Whatever ideas I adopted, I pretty quickly took them to an extreme such that I could never find anybody else (in 'real life' or on paper) that took them quite as far as I did. (Still true.)

Of course, this meant that I was nearly-always wrong about things; but after all, wrongness is nearly universal - so that doesn't distinguish me from the norm.

However, the fact that I followed-through the wrongness and did not back-off to being 'moderate' and fuzzy when things started getting absurd, was exactly what brought me to abandon one wrong idea after another.

And once I had lived-through this experince of knowing the wrongness from-the-inside, it meant that I really knew why these things were wrong; and could then move-on.

Insofar as I have made any contributions, this is exactly why.
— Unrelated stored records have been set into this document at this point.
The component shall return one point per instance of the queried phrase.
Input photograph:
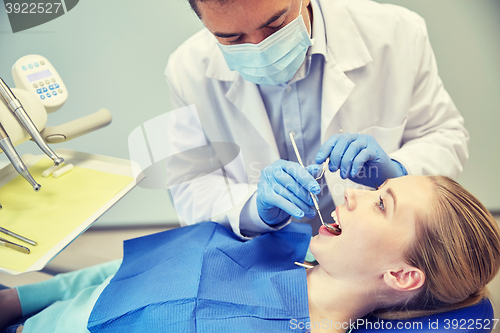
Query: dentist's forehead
(229, 15)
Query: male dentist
(352, 80)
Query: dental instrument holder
(34, 117)
(17, 109)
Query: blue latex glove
(283, 190)
(359, 158)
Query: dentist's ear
(404, 279)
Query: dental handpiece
(17, 109)
(8, 149)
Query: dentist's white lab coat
(380, 78)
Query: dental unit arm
(23, 113)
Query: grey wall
(466, 40)
(112, 54)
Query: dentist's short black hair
(194, 5)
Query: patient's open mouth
(336, 230)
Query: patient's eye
(380, 204)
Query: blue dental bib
(202, 278)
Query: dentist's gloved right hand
(283, 190)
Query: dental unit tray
(63, 209)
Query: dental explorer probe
(8, 149)
(329, 227)
(17, 109)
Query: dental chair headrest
(476, 318)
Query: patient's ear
(405, 278)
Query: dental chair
(473, 319)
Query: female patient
(416, 246)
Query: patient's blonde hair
(457, 247)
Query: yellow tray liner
(50, 215)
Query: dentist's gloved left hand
(359, 158)
(283, 190)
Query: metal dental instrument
(13, 234)
(8, 149)
(14, 246)
(329, 227)
(17, 109)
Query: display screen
(39, 75)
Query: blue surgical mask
(273, 61)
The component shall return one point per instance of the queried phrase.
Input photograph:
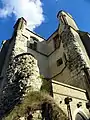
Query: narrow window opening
(59, 62)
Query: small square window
(59, 62)
(56, 41)
(32, 46)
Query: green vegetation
(34, 100)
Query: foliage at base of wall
(34, 101)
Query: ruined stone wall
(22, 76)
(76, 59)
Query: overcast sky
(41, 15)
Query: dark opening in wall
(56, 41)
(32, 44)
(59, 62)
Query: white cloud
(31, 10)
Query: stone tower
(57, 69)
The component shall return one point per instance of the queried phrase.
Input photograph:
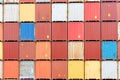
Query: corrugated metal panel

I kept-on thinking and inferring until eventually the exact nature of my error/s became crystal clear.

So, while I am a bit ashamed, I mostly don't regret being so wrong about so many things; I don't see how else I personally would (in the end) have discovered something of truth and reality. 

2 comments:

Michael Dyer said...

It's like stress testing an idea. Pushing it to the limits to see if it's true.
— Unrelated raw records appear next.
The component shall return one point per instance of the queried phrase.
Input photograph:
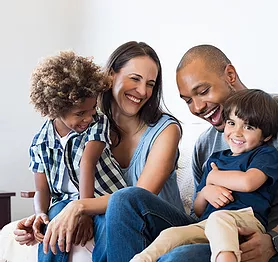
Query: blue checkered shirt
(48, 156)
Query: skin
(132, 87)
(192, 81)
(76, 119)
On a heart level, I think most of us know, deep in our souls, that if something isn't true, it won't really work. Not really, not the way you want. The deeper we know this in practice, the more we will trend to conclusions at odds with the spirit of the age.

Chiu ChunLing said...

Not all ideas that would lead to absurd results on the assumption that they were the only truth are invalid if they can be considered as only an aspect of a greater whole.

Of course, many false ideas proclaim themselves the only truth, and thus attempting to consider them as part of a greater whole would already be a contradiction. This is a particular danger of hedonism and other theories which do not properly contexturalize the instinctive strength of sensory claims.